I just completed the uninstall and restart and nothing has changed. When a CD is installed in this drive, you can hear it start spinning, but nothing comes up.

This drive is the second of two drives. I have the first drive, which is a CD-ROM drive, set as the master drive. The second one, the one I'm having a problem with, is a CD-RW drive which is set as the slave drive.

I can play a CD in the CD-ROM drive with no problems, then I try to play the same CD in the CD-RW drive and it just doesn't read it for whatever reason.

???


----------



## danmpem (Jun 27, 2008)

Go onto the manufacturer's web site and download the latest updates for that CDROM drive. Is it the one that came with the computer? If so, the computer manufacturer should have it on its drivers & downloads section of its web site.


----------



## Greg (Jun 27, 2008)

This drive did not come with the computer, it was installed after the fact. I don't know the manufacturer...the drive was given to me by my sister as a gift a few years back. It wasn't a popular sounding name brand from what I can remember. I'll open the case and see if the manufacturer is printed somewhere on the drive itself.


----------



## SolaGratia (Jun 27, 2008)

I had the similiar problem you now have, but with Vista.
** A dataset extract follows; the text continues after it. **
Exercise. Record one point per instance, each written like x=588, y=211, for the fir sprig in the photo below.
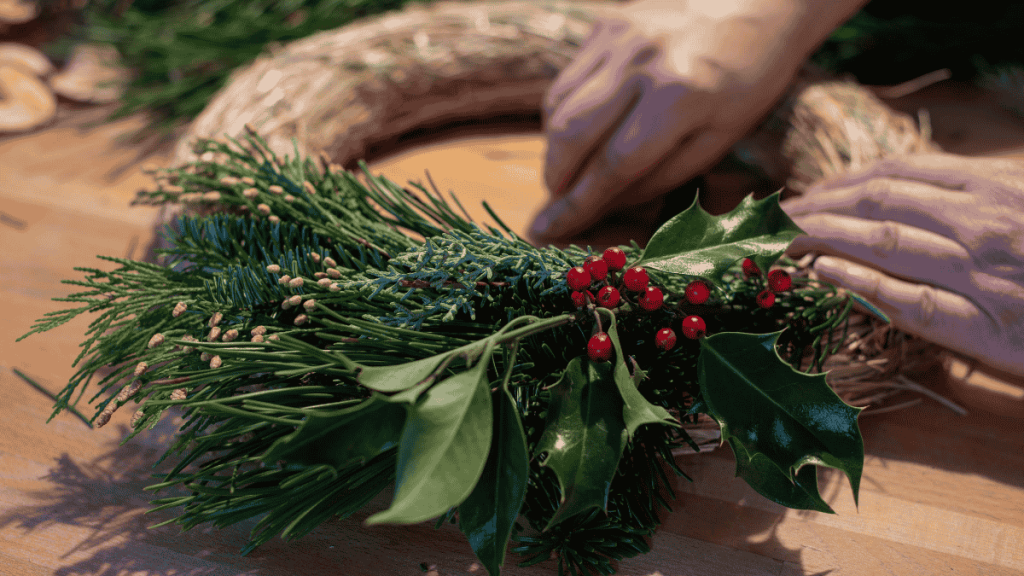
x=308, y=339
What I did to fixed it was to go to the microsoft help page, I entered my problem (what was wrong), I then followed the instructions that guide me as to what I needed to do. Basically, I needed to delete two (lower and upper) programs that were not allowing my computer to read CD's. If your computer is new this is a normal problem that you have to go through. Usually, your computer manufacturer should also help if it is new or within warranty. 

Hope this helps!


----------



## danmpem (Jun 28, 2008)

SolaGratia said:


> I had the similiar problem you now have, but with Vista. What I did to fixed it was to go to the microsoft help page, I entered my problem (what was wrong), I then followed the instructions that guide me as to what I needed to do. Basically, I needed to delete two (lower and upper) programs that were not allowing my computer to read CD's. If your computer is new this is a normal problem that you have to go through. Usually, your computer manufacturer should also help if it is new or within warranty.
> 
> Hope this helps!



Right, try to Google it. Also, make sure you don't have Roxio installed. It is notorious for conflicting with other programs and drives, especially optical ones.


----------



## SolaGratia (Jun 28, 2008)

This is the website I used to fixed the problem: Microsoft Help and Support

Entered the description of your problem in the search box, find a solution and proceed with the instructions!


----------



## gene_mingo (Jun 28, 2008)

How limited is your budget? For me this is an issue were I might just shotgun the solution. For less than $50 you can usually find a combo dvd/cd burning drive these days.
To bad you don't live closer to me, I would just give an old cdrw drive I have laying around collecting dust. (I have to hide all my old pc parts in the garage, otherwise my wife will toss them in the trash can.) I am sort of a pack rat when it comes to old hardware.


----------



## D. Paul (Jun 30, 2008)

danmpem said:


> SolaGratia said:
> 
> 
> > I had the similiar problem you now have, but with Vista. What I did to fixed it was to go to the microsoft help page, I entered my problem (what was wrong), I then followed the instructions that guide me as to what I needed to do. Basically, I needed to delete two (lower and upper) programs that were not allowing my computer to read CD's. If your computer is new this is a normal problem that you have to go through. Usually, your computer manufacturer should also help if it is new or within warranty.
> ...



Removing Roxio solved this exact issue for me about three years ago.


----------